LONDON — Europe turned up the pressure on the Obama administration Monday to respond to new allegations that the U.S. bugged the embassies of some of its long-standing allies and eavesdropped on European Union diplomats around the world.

Leaders and officials of EU countries said that, if true, the reports of American spying on friendly nations were unacceptable and potentially damaging to relations across the Atlantic and to joint endeavors such as upcoming talks on a U.S.-EU free trade pact.

“We cannot accept this kind of behavior from partners and allies,” French President Francois Hollande said on television Monday.

A spokesman for German Chancellor Angela Merkel was equally blunt, saying, “We’re not in the Cold War anymore.”

The allegations appeared in Germany’s Der Spiegel magazine and Britain’s Guardian newspaper, both of which said the eavesdropping operation was revealed in documents leaked by Edward Snowden, the fugitive American believed to be in diplomatic limbo at a Moscow airport.
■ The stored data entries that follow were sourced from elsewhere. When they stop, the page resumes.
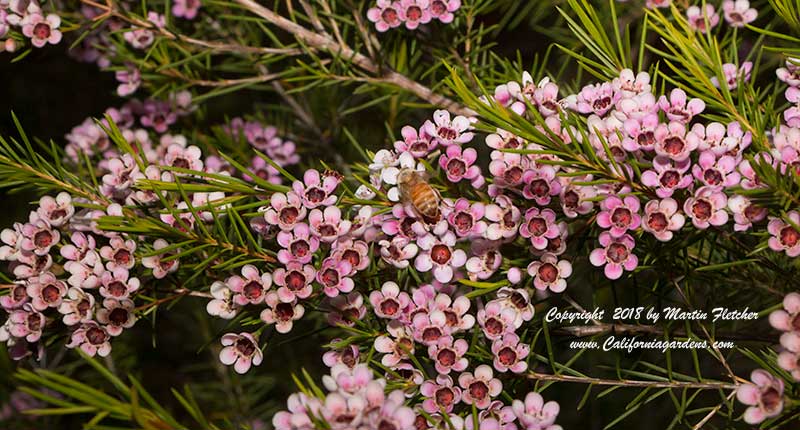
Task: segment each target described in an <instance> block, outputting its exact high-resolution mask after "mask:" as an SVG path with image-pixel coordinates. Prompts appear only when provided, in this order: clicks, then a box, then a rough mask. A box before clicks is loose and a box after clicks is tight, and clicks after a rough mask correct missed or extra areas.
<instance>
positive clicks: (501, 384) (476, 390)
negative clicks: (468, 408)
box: [458, 364, 503, 409]
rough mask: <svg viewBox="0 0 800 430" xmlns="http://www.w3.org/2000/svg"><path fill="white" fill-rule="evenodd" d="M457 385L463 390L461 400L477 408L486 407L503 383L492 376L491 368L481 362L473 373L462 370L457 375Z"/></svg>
mask: <svg viewBox="0 0 800 430" xmlns="http://www.w3.org/2000/svg"><path fill="white" fill-rule="evenodd" d="M458 385H460V386H461V388H462V389H463V390H464V391H463V393H462V400H463V401H464V403H466V404H468V405H475V407H476V408H478V409H486V408H487V407H489V404H490V403H491V401H492V397H496V396H497V395H498V394H500V391H502V390H503V384H502V383H501V382H500V380H499V379H497V378H495V377H494V374H493V372H492V368H491V367H489V366H487V365H485V364H482V365H480V366H478V367H476V368H475V374H474V375H473V374H472V373H470V372H464V373H462V374H461V375H459V376H458Z"/></svg>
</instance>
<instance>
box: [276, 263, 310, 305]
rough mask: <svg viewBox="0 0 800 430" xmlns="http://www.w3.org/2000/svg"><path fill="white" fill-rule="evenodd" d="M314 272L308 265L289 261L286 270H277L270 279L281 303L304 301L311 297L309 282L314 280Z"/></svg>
mask: <svg viewBox="0 0 800 430" xmlns="http://www.w3.org/2000/svg"><path fill="white" fill-rule="evenodd" d="M315 275H316V270H315V269H314V267H313V266H311V265H310V264H302V263H300V262H297V261H290V262H289V263H287V264H286V268H279V269H277V270H275V272H274V273H273V274H272V279H273V281H274V282H275V285H277V286H278V287H279V288H278V296H279V297H280V299H281V300H282V301H283V302H286V303H288V302H291V301H293V300H295V298H299V299H305V298H308V296H310V295H311V291H312V287H311V282H312V281H313V280H314V277H315Z"/></svg>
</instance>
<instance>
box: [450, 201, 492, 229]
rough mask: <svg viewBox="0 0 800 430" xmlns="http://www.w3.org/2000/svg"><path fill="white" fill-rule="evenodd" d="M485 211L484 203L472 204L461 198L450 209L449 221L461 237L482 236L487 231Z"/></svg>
mask: <svg viewBox="0 0 800 430" xmlns="http://www.w3.org/2000/svg"><path fill="white" fill-rule="evenodd" d="M484 212H485V207H484V205H483V203H480V202H477V203H473V204H470V203H469V201H468V200H467V199H465V198H460V199H458V200H456V202H455V203H454V204H453V205H452V207H450V208H449V209H448V214H447V217H446V218H447V222H448V223H450V225H451V226H452V227H453V229H454V230H455V232H456V234H457V235H458V236H459V237H470V236H480V235H482V234H483V233H484V232H485V231H486V227H487V225H486V222H485V221H483V220H482V218H483V215H484Z"/></svg>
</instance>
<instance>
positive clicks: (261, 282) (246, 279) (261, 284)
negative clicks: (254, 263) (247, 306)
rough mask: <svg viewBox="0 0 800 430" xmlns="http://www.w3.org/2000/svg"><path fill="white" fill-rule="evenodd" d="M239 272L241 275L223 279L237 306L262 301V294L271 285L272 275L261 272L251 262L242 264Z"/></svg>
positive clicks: (261, 301) (271, 280)
mask: <svg viewBox="0 0 800 430" xmlns="http://www.w3.org/2000/svg"><path fill="white" fill-rule="evenodd" d="M241 273H242V276H238V275H234V276H231V277H230V278H228V279H227V280H226V281H225V284H226V285H227V286H228V288H230V290H231V291H232V292H233V293H234V295H233V301H234V303H236V304H237V305H239V306H245V305H248V304H253V305H257V304H259V303H262V302H263V301H264V296H266V294H267V291H268V290H269V288H270V287H271V286H272V275H271V274H269V273H261V272H260V271H259V270H258V269H257V268H256V267H255V266H253V265H252V264H247V265H245V266H243V267H242V270H241Z"/></svg>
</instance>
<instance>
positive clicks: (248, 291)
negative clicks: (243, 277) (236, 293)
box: [242, 281, 264, 300]
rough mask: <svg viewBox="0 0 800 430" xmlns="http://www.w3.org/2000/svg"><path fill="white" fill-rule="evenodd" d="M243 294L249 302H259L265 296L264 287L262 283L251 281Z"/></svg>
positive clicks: (246, 287)
mask: <svg viewBox="0 0 800 430" xmlns="http://www.w3.org/2000/svg"><path fill="white" fill-rule="evenodd" d="M242 293H244V296H245V297H247V299H248V300H257V299H260V298H261V295H262V294H264V286H263V285H261V283H260V282H256V281H250V282H248V283H247V284H245V286H244V288H242Z"/></svg>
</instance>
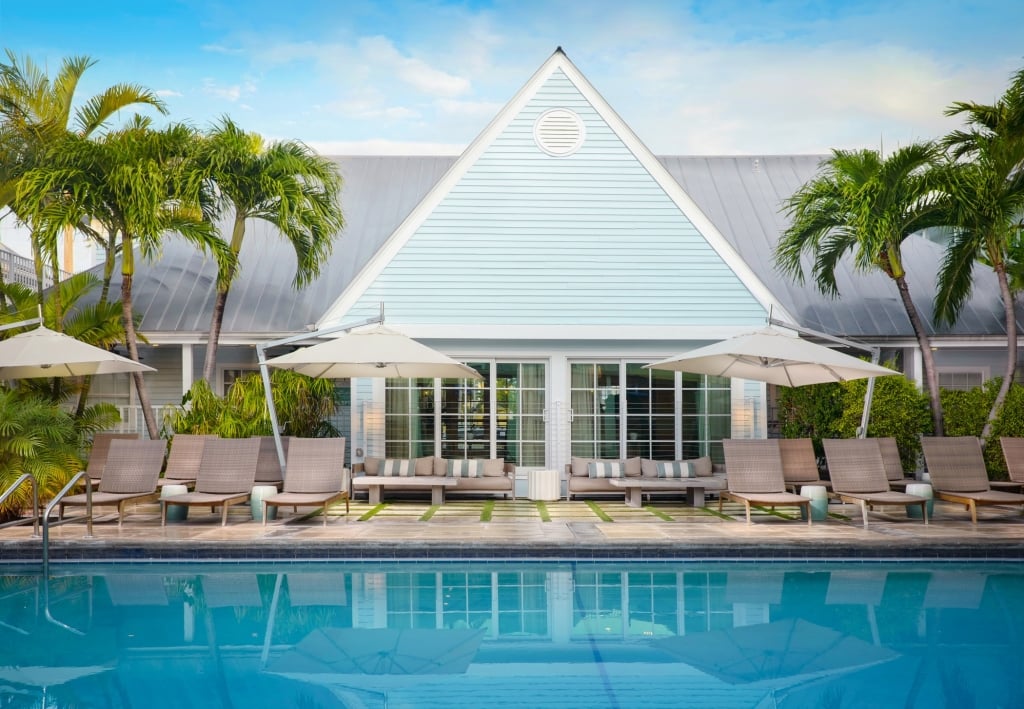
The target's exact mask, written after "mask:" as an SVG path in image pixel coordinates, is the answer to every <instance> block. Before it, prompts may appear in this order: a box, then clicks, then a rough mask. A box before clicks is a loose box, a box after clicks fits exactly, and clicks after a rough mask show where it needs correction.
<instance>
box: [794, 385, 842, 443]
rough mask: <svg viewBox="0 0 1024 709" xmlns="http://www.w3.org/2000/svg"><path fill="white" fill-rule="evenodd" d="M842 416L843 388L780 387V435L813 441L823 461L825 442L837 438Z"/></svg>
mask: <svg viewBox="0 0 1024 709" xmlns="http://www.w3.org/2000/svg"><path fill="white" fill-rule="evenodd" d="M842 413H843V387H842V385H841V384H836V383H829V384H810V385H808V386H780V387H778V420H779V432H780V433H781V434H782V437H783V439H811V440H812V441H813V442H814V451H815V453H816V454H817V456H818V458H819V459H821V458H822V457H823V456H824V453H823V451H822V448H821V440H822V439H834V437H837V435H838V433H837V432H836V423H837V422H838V421H839V419H840V416H841V415H842Z"/></svg>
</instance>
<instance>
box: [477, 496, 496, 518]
mask: <svg viewBox="0 0 1024 709" xmlns="http://www.w3.org/2000/svg"><path fill="white" fill-rule="evenodd" d="M494 513H495V501H494V500H484V501H483V509H481V510H480V522H490V517H492V515H494Z"/></svg>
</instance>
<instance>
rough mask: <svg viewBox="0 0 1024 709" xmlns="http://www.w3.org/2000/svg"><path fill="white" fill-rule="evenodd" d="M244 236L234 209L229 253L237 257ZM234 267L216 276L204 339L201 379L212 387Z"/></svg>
mask: <svg viewBox="0 0 1024 709" xmlns="http://www.w3.org/2000/svg"><path fill="white" fill-rule="evenodd" d="M245 236H246V216H245V214H244V213H243V212H242V211H241V210H239V209H238V208H236V211H234V223H233V225H232V226H231V253H233V254H234V256H236V257H238V255H239V252H241V251H242V240H243V239H244V238H245ZM236 272H237V266H236V265H229V266H226V267H225V268H224V273H223V274H218V283H217V299H216V300H215V301H214V303H213V315H212V316H211V317H210V335H209V336H208V337H207V338H206V360H205V361H204V363H203V378H204V379H205V380H206V383H207V384H209V385H210V386H211V387H213V376H214V374H215V373H216V369H217V348H218V347H219V346H220V328H221V326H222V325H223V323H224V307H225V306H226V304H227V293H228V291H229V290H230V289H231V282H232V281H233V280H234V274H236Z"/></svg>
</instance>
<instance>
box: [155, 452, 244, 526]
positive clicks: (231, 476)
mask: <svg viewBox="0 0 1024 709" xmlns="http://www.w3.org/2000/svg"><path fill="white" fill-rule="evenodd" d="M257 458H259V439H211V440H210V441H207V442H206V443H205V444H204V445H203V460H202V462H201V463H200V467H199V472H198V474H197V475H196V491H195V492H190V493H185V494H184V495H172V496H170V497H165V498H163V499H161V501H160V506H161V509H160V524H161V525H166V524H167V507H168V505H186V506H189V507H194V506H200V507H220V508H221V511H220V514H221V516H220V524H221V526H224V525H226V524H227V508H228V507H230V506H231V505H237V504H240V503H243V502H248V501H249V498H250V496H251V495H252V488H253V483H254V482H255V479H256V460H257Z"/></svg>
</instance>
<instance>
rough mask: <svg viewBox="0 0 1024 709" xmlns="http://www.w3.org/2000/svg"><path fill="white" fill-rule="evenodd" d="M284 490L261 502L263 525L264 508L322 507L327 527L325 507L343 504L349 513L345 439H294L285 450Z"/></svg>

The Guardian said that one document listed 38 foreign diplomatic missions as targets for electronic espionage, including such U.S. allies as Japan, Mexico, France and Italy. One operation, code-named Dropmire, allegedly involved planting a bug in an encrypted fax machine used by the EU’s mission in Washington.

Citing secret documents it had “partly seen,” Der Spiegel said that the U.S. National Security Agency also tapped European Union offices at the United Nations and in Brussels, where summits of EU leaders are regularly held.

The new allegations add to the concern that many European leaders have already expressed over the alleged collection of mountains of data on the emails and phone calls of millions of their citizens by American intelligence agencies. Privacy laws are generally more stringent in Europe than in the U.S. Germany in particular, where bitter memories of widespread informing and spying in the former East Germany are still fresh, has responded to allegations of U.S. surveillance with outrage.

“Clarity and transparency is what we expect from partners and allies, and this is what we expect from the U.S.,” the European Commission said in a statement Monday.

Some analysts dismiss such indignation as hypocritical, saying that all governments, including those professing shock over the latest accusations, routinely spy on both friends and enemies to protect their interests.

“I guarantee you that in European capitals, there are people who are interested in, if not what I had for breakfast, at least what my talking points might be should I end up meeting with their leaders,” President Obama said at a news conference shortly after arriving in Tanzania on Monday. “That's how intelligence services operate.”

It is unclear how much harm will truly be done to transatlantic relations, even if the allegations prove true. Although France has signaled that the revelations could negatively affect talks on free trade, which Paris is tepid about anyway, other countries such as Britain and Germany are eager to move forward on such an accord.

The first round of negotiations is to take place in Washington this month.